Imaginez un instant : pendant des mois, les plus gros acteurs de la finance traditionnelle se sont rués sur les ETF Ethereum comme des affamés sur un buffet gratuit. Puis, du jour au lendemain… plus rien. Silence radio. Flux entrants proches de zéro, voire négatifs par moments. Nous sommes le 20 février 2026, et le désintérêt institutionnel pour ETH atteint des niveaux rarement observés depuis le bear market de 2022. Que s’est-il passé ? Pourquoi ce brutal retournement de veste ? Et surtout, que peut-on raisonnablement anticiper pour le cours dans les semaines à venir ?

Ethereum face à un mur institutionnel en 2026

Depuis plusieurs semaines, les observateurs attentifs du marché crypto notent une tendance lourde : les capitaux institutionnels, qui avaient massivement soutenu Ethereum entre mi-2025 et octobre 2025, semblent avoir plié bagage. Ce n’est pas une simple baisse d’intérêt passagère, mais un véritable désengagement qui se matérialise dans les chiffres les plus froids : ceux des flux nets sur les ETF spot Ethereum.

Pour bien comprendre l’ampleur du phénomène, remontons un peu dans le temps.

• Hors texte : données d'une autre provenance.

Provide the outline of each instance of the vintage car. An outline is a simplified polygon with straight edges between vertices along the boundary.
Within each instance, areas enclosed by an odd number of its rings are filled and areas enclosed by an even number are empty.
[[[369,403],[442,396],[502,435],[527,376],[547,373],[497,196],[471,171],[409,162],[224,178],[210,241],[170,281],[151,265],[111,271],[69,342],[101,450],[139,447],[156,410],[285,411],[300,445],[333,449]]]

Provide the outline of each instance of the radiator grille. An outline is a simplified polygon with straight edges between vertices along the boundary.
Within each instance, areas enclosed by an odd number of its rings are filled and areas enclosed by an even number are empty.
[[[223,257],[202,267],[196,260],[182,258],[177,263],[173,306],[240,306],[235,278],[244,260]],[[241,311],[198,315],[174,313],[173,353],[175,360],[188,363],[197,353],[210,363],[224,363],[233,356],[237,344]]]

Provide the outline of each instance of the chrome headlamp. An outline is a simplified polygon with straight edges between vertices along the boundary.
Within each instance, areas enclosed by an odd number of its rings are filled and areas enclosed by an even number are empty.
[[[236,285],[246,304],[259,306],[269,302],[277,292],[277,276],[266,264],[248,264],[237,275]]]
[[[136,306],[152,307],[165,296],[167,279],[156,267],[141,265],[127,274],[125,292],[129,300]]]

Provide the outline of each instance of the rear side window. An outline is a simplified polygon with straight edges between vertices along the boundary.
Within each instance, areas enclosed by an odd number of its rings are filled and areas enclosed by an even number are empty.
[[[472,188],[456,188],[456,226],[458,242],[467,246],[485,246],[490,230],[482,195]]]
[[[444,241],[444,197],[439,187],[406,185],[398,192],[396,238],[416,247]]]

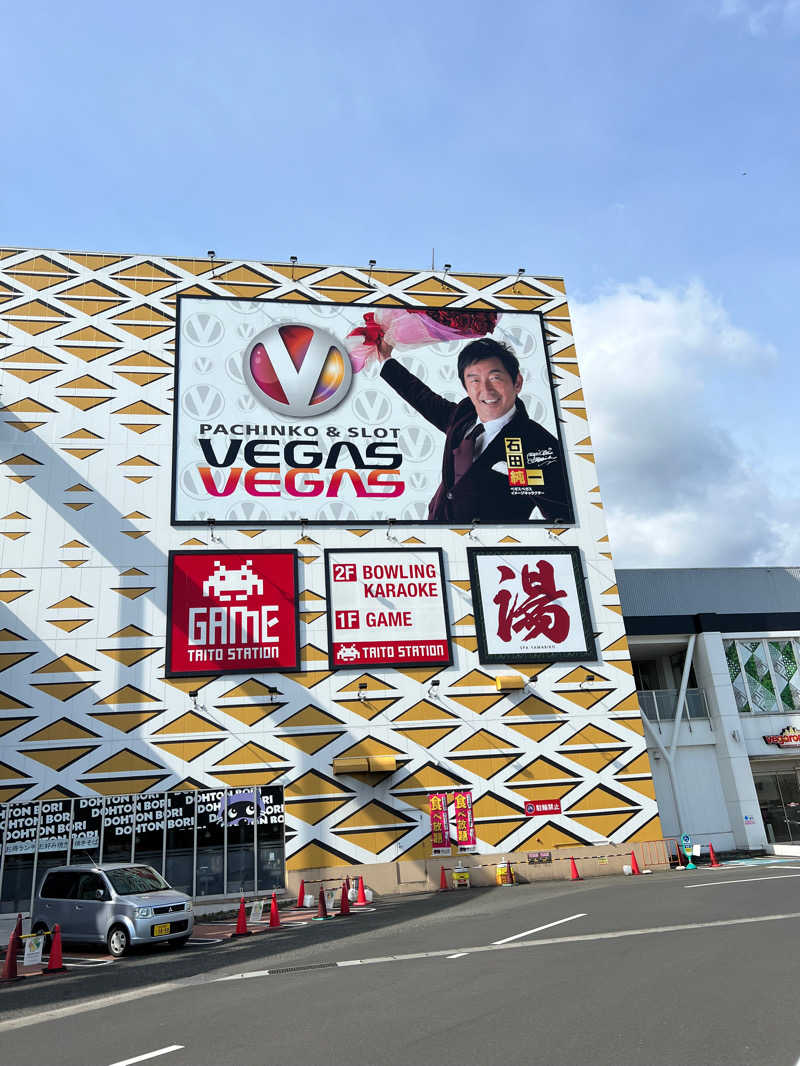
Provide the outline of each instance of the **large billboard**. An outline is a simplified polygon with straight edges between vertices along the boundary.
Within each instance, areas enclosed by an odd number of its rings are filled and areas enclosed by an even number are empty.
[[[172,521],[571,523],[536,312],[178,298]]]
[[[297,553],[169,553],[167,677],[300,668]]]
[[[439,548],[325,551],[332,670],[450,666]]]

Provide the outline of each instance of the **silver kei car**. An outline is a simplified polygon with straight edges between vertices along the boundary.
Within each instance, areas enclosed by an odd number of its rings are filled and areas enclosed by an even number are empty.
[[[58,924],[63,940],[105,944],[119,958],[129,947],[192,935],[192,901],[150,866],[104,863],[48,870],[31,915],[34,933]]]

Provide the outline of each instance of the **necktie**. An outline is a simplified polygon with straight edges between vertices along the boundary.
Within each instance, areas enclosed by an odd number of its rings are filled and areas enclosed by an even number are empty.
[[[472,466],[475,459],[475,443],[483,431],[483,422],[479,422],[464,437],[458,447],[453,449],[453,476],[456,481],[463,477]]]

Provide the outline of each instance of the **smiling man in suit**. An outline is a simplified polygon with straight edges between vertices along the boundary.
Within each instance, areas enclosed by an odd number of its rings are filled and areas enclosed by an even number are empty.
[[[381,377],[445,434],[442,481],[428,507],[432,522],[571,522],[561,445],[528,417],[511,348],[482,337],[458,356],[460,403],[439,396],[406,370],[385,342]]]

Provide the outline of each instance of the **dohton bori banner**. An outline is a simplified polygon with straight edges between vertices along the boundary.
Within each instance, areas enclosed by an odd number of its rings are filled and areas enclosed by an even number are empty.
[[[175,369],[174,524],[572,521],[536,312],[182,296]]]
[[[452,663],[439,548],[326,550],[332,669]]]
[[[170,552],[167,676],[298,670],[297,553]]]
[[[597,657],[578,548],[468,548],[482,663]]]
[[[454,793],[453,807],[455,810],[454,821],[456,823],[456,844],[458,845],[458,850],[474,851],[478,842],[475,839],[475,818],[472,813],[472,793]]]

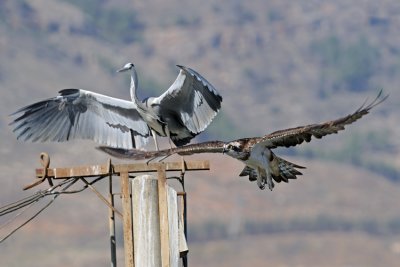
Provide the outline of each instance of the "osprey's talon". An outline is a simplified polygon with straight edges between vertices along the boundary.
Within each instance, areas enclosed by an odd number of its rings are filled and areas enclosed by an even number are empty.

L’approbation des ETF Ethereum au comptant, mi-2025, avait déclenché une euphorie comparable à celle vécue par Bitcoin un an et demi plus tôt. Les encours avaient explosé, le prix avait retrouvé son ancien plus haut historique de 2021, et beaucoup pensaient que la maturité institutionnelle d’ETH était enfin actée. Erreur d’appréciation ?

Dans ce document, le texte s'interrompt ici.